Executive summary

The urgent need to protect nature and end deforestation was at the centre of plans to deliver on global climate targets at the UN climate conference in Glasgow in 2021. Governments, companies and financial institutions all pledged significant action.

While we have seen commitments like this before, the Glasgow Leaders Declaration on Forest and Land Use has the potential to be a turning point.

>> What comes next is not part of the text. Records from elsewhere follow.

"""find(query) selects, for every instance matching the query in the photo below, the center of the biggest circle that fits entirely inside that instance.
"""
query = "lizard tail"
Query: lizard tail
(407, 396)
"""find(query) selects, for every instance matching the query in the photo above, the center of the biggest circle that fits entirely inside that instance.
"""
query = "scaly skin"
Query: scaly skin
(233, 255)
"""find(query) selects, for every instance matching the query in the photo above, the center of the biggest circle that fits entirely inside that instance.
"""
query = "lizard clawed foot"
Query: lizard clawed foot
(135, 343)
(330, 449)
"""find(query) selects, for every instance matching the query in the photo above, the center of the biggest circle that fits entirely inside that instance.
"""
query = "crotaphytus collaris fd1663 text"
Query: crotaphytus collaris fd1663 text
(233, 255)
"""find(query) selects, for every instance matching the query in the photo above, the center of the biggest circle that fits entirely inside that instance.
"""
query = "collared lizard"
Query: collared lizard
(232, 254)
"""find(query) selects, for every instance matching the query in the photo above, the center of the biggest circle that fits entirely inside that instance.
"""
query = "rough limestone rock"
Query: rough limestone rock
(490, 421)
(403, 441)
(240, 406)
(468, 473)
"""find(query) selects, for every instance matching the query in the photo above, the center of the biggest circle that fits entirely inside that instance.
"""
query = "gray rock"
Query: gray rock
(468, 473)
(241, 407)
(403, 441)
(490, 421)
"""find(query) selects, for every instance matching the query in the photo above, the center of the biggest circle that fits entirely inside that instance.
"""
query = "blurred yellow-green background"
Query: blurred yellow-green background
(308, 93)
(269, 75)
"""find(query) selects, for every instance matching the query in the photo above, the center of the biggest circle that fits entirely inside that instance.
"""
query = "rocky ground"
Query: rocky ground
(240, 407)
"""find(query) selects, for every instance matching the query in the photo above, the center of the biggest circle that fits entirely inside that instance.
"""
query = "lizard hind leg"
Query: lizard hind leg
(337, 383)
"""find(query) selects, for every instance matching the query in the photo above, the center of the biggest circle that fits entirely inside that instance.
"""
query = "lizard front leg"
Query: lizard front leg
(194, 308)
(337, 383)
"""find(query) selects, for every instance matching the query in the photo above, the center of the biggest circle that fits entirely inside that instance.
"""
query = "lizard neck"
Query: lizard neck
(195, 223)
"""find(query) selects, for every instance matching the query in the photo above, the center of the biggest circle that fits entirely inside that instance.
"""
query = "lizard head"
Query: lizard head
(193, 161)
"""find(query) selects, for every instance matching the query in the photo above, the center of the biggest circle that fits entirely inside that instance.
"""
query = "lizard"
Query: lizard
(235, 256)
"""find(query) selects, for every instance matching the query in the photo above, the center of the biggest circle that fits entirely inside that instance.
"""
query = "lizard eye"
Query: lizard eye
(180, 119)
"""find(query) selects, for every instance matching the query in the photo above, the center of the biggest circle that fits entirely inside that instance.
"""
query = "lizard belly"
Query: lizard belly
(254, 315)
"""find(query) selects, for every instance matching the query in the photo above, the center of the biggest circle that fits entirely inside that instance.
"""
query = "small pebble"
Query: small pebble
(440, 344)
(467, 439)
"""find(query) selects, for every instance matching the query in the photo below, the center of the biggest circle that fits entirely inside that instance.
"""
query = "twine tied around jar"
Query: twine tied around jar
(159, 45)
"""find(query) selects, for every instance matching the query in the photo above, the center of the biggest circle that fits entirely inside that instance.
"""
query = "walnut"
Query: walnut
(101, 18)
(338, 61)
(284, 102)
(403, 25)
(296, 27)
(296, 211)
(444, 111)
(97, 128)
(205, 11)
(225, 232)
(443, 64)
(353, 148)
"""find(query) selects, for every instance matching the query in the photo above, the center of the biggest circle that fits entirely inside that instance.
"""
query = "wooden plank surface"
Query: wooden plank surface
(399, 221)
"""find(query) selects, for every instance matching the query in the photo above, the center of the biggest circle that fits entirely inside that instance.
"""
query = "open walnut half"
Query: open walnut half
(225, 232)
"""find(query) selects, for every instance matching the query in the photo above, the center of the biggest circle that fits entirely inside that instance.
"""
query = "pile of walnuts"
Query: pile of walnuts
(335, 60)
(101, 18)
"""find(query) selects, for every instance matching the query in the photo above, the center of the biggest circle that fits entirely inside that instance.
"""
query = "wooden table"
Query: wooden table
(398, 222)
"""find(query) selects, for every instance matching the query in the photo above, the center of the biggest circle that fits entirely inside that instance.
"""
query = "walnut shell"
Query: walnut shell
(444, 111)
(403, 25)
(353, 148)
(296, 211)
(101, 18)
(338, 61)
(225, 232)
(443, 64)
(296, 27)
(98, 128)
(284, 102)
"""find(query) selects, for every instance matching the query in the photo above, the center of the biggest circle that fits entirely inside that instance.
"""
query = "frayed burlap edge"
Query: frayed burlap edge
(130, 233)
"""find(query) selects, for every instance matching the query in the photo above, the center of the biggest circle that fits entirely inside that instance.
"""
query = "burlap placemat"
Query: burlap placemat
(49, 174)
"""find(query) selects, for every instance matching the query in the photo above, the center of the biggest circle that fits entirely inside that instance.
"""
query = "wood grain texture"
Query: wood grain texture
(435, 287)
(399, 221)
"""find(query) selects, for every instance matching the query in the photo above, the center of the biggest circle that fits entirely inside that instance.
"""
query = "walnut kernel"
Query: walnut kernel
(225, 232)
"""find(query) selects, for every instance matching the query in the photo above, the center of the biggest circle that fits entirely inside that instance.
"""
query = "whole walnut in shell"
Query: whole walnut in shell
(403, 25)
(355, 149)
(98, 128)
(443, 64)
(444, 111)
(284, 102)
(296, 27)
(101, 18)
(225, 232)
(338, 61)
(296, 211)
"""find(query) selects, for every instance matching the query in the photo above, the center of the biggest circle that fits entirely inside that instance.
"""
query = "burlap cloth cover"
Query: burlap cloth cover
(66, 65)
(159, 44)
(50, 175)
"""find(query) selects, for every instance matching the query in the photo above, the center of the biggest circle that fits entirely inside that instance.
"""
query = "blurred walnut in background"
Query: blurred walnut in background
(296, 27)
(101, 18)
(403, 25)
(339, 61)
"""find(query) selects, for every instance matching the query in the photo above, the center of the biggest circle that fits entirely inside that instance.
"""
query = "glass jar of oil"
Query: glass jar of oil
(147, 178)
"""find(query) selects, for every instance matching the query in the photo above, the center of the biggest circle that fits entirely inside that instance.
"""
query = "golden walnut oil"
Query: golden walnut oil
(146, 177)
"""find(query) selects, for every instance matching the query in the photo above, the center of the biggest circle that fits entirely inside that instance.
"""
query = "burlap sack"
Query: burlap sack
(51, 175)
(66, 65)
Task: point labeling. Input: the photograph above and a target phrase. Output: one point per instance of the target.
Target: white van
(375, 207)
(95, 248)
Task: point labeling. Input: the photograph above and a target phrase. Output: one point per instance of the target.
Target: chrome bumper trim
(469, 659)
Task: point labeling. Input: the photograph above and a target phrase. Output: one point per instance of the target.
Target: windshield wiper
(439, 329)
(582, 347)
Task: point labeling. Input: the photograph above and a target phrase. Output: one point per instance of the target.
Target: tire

The sheer number of countries and organisations represented, multi-sector buy-in, as well as the recognition of the need to support Indigenous peoples’ rights and leadership are all critical prerequisites for success in protecting the world’s forests.

The Forest 500, now in its eighth year, tracks the policies and performance of the 350 most influential companies and 150 financial institutions linked to deforestation in their supply chains and investments.

The ranking provides vital data on organisations that have made commitments, and highlights the many companies and financial institutions that are still ignoring the issue altogether.

The Glasgow commitments will come under greater scrutiny than any similar commitments that have come before. The more established ecosystem of transparency initiatives, including Forest 500, which were not in place a decade ago will enable more effective monitoring of progress, and it is essential that accountability measures are also quickly put in place to do so.

In the meantime, the latest Forest 500 ranking shows that too many companies are ill prepared for the regulatory changes coming down the track.

Another year of non-performance by companies

This year’s Forest 500 assessments follow the trends of the last eight years. Far too many the companies that are most exposed to deforestation are still not doing enough:

  • Nearly three out of four (72%) of the 350 companies do not have a deforestation commitment for all of the forest-risk commodities in their supply chains.
  • One-third (117/350) of companies have no deforestation commitments at all – a small decrease on last year.
  • While 28 companies published a new commitment to address deforestation since last year, just 11 of these have a deforestation commitment for all of the commodities they are exposed to.
  • Many companies with commitments are failing to provide evidence of how they are implementing them, particularly for soy, beef and leather supply chains.
  • None of the companies assessed had a comprehensive approach to human rights.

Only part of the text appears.